11 de noviembre de 2014
La fuerza de negociar
EDITORIAL
La polémica jornada del 9-N en Cataluña está siendo de digestión más pesada de lo conveniente. Algunos de los que se reclaman como los más acendrados defensores de la Constitución y la legalidad caen en una posición utilitarista. Tanto ellos como los que han desbordado las resoluciones del Tribunal Constitucional quieren retorcer la ley en favor de sus propias posiciones. La moda de último minuto es reclamar mano dura y vituperar al Gobierno por la presunta dejación de sus quehaceres, que habría abocado a Cataluña al equivalente de un territorio sin ley.
Olvida esta gente que la defensa de la legalidad debe hacerse sin forzarla a conveniencia; que los tribunales no deben obedecer órdenes de los políticos; y que los jueces ante los que algunos presentaron sus denuncias con la pretensión de que la fuerza pública interrumpiese el festival soberanista adujeron buenas razones derivadas del principio de proporcionalidad para desecharla.
Aunque vaya a contracorriente, hay que subrayar bien alto que la —en este caso bienvenida— cautela de Mariano Rajoy no constituyó para nada un exceso de prudencia. ¿O acaso lamentan que no haya habido imágenes de policías sellando urnas o la de Artur Mas esposado? Eso habría creado aún más perjuicio del que se pretendió evitar; y no hubo al cabo nada irreversible, esto es, nada sobre lo que la justicia no pueda y en su caso deba ahora escudriñar.
La equivocación del Gobierno, como no dejaremos de reiterar, reside en su déficit de acción política positiva. Rajoy tiene que tomar la iniciativa ya, no por sus propios intereses, sino porque es el presidente del Gobierno de España; y esto no es un problema suyo, sino una grave amenaza a los intereses de los españoles. Lo mismo cabría decirle a Mas, pero es de temer que ha pasado el tiempo en que Mas es capaz de escuchar (y quizá de explicarse, como ayer demostró la elaboración por parte de CiU del concepto deultimátum flexible).
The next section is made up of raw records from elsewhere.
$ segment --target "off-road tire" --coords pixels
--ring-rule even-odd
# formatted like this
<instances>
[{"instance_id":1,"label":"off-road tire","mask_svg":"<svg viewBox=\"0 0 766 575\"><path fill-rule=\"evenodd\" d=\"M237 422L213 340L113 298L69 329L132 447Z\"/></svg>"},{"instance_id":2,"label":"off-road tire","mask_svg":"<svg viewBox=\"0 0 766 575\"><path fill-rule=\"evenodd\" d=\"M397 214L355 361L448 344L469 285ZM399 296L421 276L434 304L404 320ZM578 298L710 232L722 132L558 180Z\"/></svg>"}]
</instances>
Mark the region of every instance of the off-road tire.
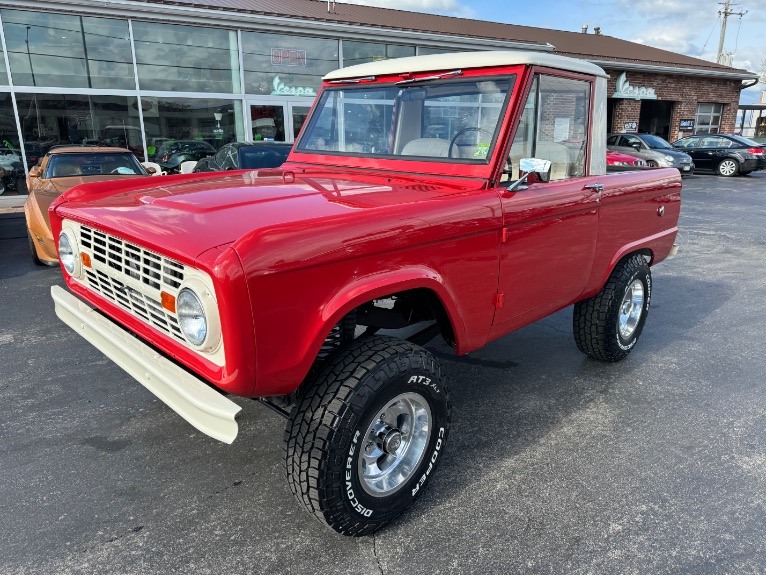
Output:
<instances>
[{"instance_id":1,"label":"off-road tire","mask_svg":"<svg viewBox=\"0 0 766 575\"><path fill-rule=\"evenodd\" d=\"M36 266L44 266L45 263L37 257L37 250L35 249L35 241L32 239L32 233L27 230L27 245L29 246L29 253L32 255L32 261Z\"/></svg>"},{"instance_id":2,"label":"off-road tire","mask_svg":"<svg viewBox=\"0 0 766 575\"><path fill-rule=\"evenodd\" d=\"M731 158L725 158L716 166L716 172L719 176L732 177L739 174L739 162Z\"/></svg>"},{"instance_id":3,"label":"off-road tire","mask_svg":"<svg viewBox=\"0 0 766 575\"><path fill-rule=\"evenodd\" d=\"M392 337L357 339L329 358L306 386L285 430L287 481L306 510L338 533L360 536L409 507L444 451L450 424L444 379L433 355ZM404 395L430 409L425 447L395 490L373 496L360 471L365 433L381 409Z\"/></svg>"},{"instance_id":4,"label":"off-road tire","mask_svg":"<svg viewBox=\"0 0 766 575\"><path fill-rule=\"evenodd\" d=\"M619 329L620 311L623 298L635 281L643 286L641 315L630 336L625 338ZM578 349L601 361L623 359L644 329L651 297L652 273L644 257L636 254L621 260L600 292L575 304L572 327Z\"/></svg>"}]
</instances>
La cuestión catalana ha superado ya el marco estrecho de un conflicto entre dos Gobiernos para convertirse en un problema de los españoles. Por eso le pedimos a Rajoy que salga de su esquina para aplicar, frente a un problema, las medidas y estrategias proactivas convenientes, sin limitarse a la defensa del ordenamiento ni a recibir y gestionar las iniciativas que llegan de Barcelona.
El desprestigio y ahuecamiento del Estado provienen ahora mismo de la corrupción y la pasividad, no del uso ponderado de las propias competencias. Sobre todo cuando, por más que pueda molestar, muchos ciudadanos catalanes están expresando tranquilamente su divergencia radical o su malestar. Habrá que tenerlos en cuenta, sobre todo porque confirman una secuencia frecuente, cronificada, que va agotando las vías de enderezamiento.
Esta es sin duda la hora de la política. La política democrática empieza en el diálogo, que debe convocar el poder con mayores competencias: en este caso el Gobierno. El diálogo debe desembocar en negociación para acordar las soluciones con el mayor consenso posible. Y los acuerdos implican siempre algún grado de cesión mutua.
Los socialistas marcaron ya una referencia, al plantear formalmente la reforma constitucional federal que debería constituir un punto de convergencia en esta crisis. Detállenla más, si es necesario, a quienes aún la sortean como presuntamente inconcreta. Y añadan entre todos —los Ejecutivos, los principales partidos— una hoja de ruta sobre los pasos intermedios para llegar a ella, o los elementos que consideren imprescindibles para modificarla o complementarla. Pero no hay otra salida que la inauguración de un nuevo tiempo político mediante la reforma de la Constitución.